If you view the email’s source code, you may find that the message failed the soft SPF check. Even so, it came through to the inbox. The source code, if you notice, also includes the originating IP address of the sender, which can be used to trace the message back to the sender.
When you receive a phishing or spoof email, the spammer wants you to click on the link, an image or open an attachment included in the email, rather than paying attention to the message’s source code.
As you can see, spoofing and spamming are very easy to do. So, what can you do?
Protect Yourself & Your Inbox
How do you protect yourself from phishing & spoofed email addresses? Here are some steps you can take to protect you and your inbox from fake messages:
1). Turn up spam filters & use a tool such as Priority Inbox: setting spam filters higher makes them stronger and may stop spoofing and phishing messages from getting through. Another tool that can help is Gmail’s Priority Inbox or Apple’s VIP, which allow the mail server to determine which email senders are most important to you. However, be sure to understand that if one of these important people is spoofed, then the message will still make it to your inbox.

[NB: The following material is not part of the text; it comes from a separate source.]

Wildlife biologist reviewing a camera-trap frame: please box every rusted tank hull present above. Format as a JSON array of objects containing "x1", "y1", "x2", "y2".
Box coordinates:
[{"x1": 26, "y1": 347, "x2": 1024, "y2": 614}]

2). Learn to read message headers & trace IP addresses: if you’re suspicious about a message that’s made it to your inbox, open the headers of the email up, along with the header of a previous email from the same person. If the IP addresses match, then it’s likely the email is genuine.
3). Do not click on links or download attachments: if an email looks like it’s fake, then do not click the links, images or download attachments. If the email looks like it came from your credit card company, utility company, etc. never click the links. Instead, to directly to the organization’s website and login to see if they’re trying to contact you. You can also call the company directly and ask if the email you received was sent from them or not. In addition, keep your device’s antimalware up to date.
4). File your site’s DMARC records: this is another way to protect your business from spammers and phishers who would try to use your domain to send fake email messages.
By following these rules, you’ll keep your inbox and company safe from phishing, spoofing and more. In addition, it’s a good idea to stay up to date on what spammers are doing and then watch for these types of messages in your inbox. It pays to stay alert at all times to every message that makes it to your box. You’re the first line of defense when it comes to the fight against spam and phishing attacks.